I recently attended a training in the glorious city of Melbourne. My regimented schedule usually gives me a sense of being organised and efficient, but I was ready for a circuit breaker that would catapult me out of my comfort zone.
I was also secretly keen to see if my ability to co regulate had waned over the last few years.
An introvert by nature, I find that professional social situations are carefully curated inside my own (limited) comfort zone parameters, and within a specified timeframe.
The demand for specialised group interaction had decreased significantly over the last few years and I couldn’t help but notice that I wasn’t mad about it, as I love working from home.
But I also observed that I was starting to become apprehensive about attending in face office meetings or facilitating big group sessions for a whole day.

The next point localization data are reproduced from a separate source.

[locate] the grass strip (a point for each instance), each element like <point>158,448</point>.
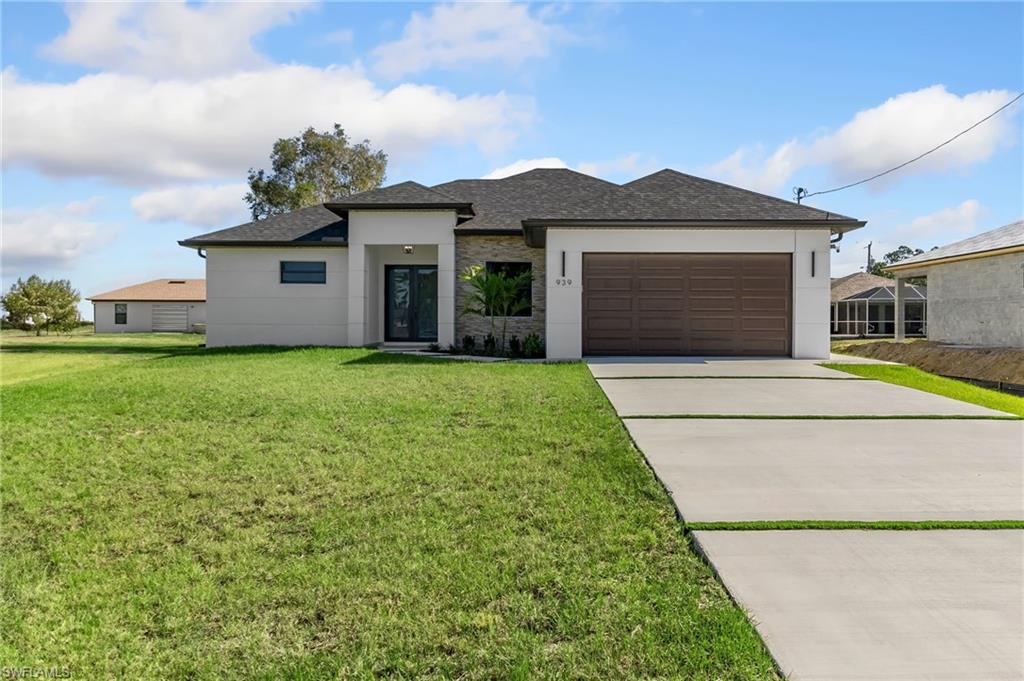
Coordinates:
<point>829,417</point>
<point>719,378</point>
<point>920,380</point>
<point>854,524</point>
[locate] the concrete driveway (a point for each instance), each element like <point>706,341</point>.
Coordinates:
<point>842,604</point>
<point>891,469</point>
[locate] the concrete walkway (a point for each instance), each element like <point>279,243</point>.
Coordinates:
<point>844,604</point>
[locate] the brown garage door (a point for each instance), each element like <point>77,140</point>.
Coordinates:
<point>686,303</point>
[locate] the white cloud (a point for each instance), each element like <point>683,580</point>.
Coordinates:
<point>168,38</point>
<point>876,139</point>
<point>633,164</point>
<point>52,235</point>
<point>523,165</point>
<point>205,206</point>
<point>339,37</point>
<point>938,228</point>
<point>134,129</point>
<point>454,35</point>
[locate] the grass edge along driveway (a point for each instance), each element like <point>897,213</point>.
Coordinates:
<point>939,385</point>
<point>339,512</point>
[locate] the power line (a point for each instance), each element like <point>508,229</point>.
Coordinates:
<point>801,193</point>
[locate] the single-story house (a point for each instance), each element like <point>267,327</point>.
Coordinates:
<point>668,264</point>
<point>864,304</point>
<point>163,304</point>
<point>975,288</point>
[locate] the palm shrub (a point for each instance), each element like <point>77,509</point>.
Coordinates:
<point>495,296</point>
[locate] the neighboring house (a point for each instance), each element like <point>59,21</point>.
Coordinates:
<point>666,264</point>
<point>864,304</point>
<point>163,304</point>
<point>975,288</point>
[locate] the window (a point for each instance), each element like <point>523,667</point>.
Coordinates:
<point>303,272</point>
<point>514,269</point>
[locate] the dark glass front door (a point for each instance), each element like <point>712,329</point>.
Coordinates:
<point>411,303</point>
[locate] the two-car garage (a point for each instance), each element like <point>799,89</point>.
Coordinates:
<point>687,303</point>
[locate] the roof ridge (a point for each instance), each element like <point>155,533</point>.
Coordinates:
<point>409,181</point>
<point>705,180</point>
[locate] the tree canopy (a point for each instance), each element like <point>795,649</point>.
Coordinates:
<point>41,305</point>
<point>891,258</point>
<point>313,168</point>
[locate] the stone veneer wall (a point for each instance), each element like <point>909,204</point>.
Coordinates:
<point>471,250</point>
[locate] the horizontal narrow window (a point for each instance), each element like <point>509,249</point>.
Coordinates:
<point>511,270</point>
<point>303,272</point>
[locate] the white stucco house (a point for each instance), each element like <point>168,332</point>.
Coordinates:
<point>163,304</point>
<point>667,264</point>
<point>975,288</point>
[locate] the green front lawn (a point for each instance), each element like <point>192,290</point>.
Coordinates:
<point>171,511</point>
<point>914,378</point>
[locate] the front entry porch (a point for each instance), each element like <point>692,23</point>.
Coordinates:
<point>401,295</point>
<point>411,303</point>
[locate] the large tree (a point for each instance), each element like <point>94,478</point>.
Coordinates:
<point>313,168</point>
<point>891,258</point>
<point>39,305</point>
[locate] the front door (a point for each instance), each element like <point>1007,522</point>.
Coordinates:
<point>411,303</point>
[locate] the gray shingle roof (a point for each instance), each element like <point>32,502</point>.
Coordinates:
<point>305,225</point>
<point>1005,237</point>
<point>541,196</point>
<point>403,194</point>
<point>558,194</point>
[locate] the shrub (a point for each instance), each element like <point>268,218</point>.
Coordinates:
<point>532,346</point>
<point>495,296</point>
<point>35,304</point>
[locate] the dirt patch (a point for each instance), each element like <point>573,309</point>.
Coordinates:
<point>986,364</point>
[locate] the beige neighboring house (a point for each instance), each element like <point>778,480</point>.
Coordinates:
<point>163,304</point>
<point>864,304</point>
<point>975,288</point>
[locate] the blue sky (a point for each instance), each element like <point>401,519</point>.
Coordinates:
<point>129,127</point>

I mean, I can self-regulate easily — but can I still co regulate? (And let’s be honest — have I ever even had this superpower?) It’s a contemplation that made me feel a little vulnerable.
We arrived for the training from many different states, and as is customary, did a round of intros at the beginning.
Often in introductions we think of our impressive accomplishments and try to feign a sense of nonchalance, as we relay our myriad of experiences, so that it gives off some kind impressive street cred. Well, at least I do that.
Until recently.
For the first time, I simply stated I was a student. I was here to learn, then to unlearn and to relearn all over again. And to practice. And potentially get it very wrong in front of people that had the credibility to give me constructive feedback, but also crush my ego.
It was liberating to not rattle off my credentials, or try to impress anyone with my status, and initially I found myself feeling quite vulnerable.
There is something underrated about rocking your average — not because of low self-worth, or by keeping yourself cautiously small and unseen. Not even by keeping the bar deliberately low so that other’s expectations aren’t high, (although it’s not a bad idea, as there’s less pressure to over deliver).
It’s like the death of a deep aspect of us which acts as an external mask, but resides in the depths of our shadow, and that vulnerability is something that can be courageous. Brene Brown discusses this beautifully when she says “Vulnerability allows us to assess fearlessness. We can measure how brave we are by how vulnerable we are willing to be.”
If you’re a game Of Thrones fan — it’s a bit like Arya Stark’s mentor pushing her to prove that she can give up her identity and become “no one” in the service of the Many-Faced God. He was also training her to be an assassin, so there’s that.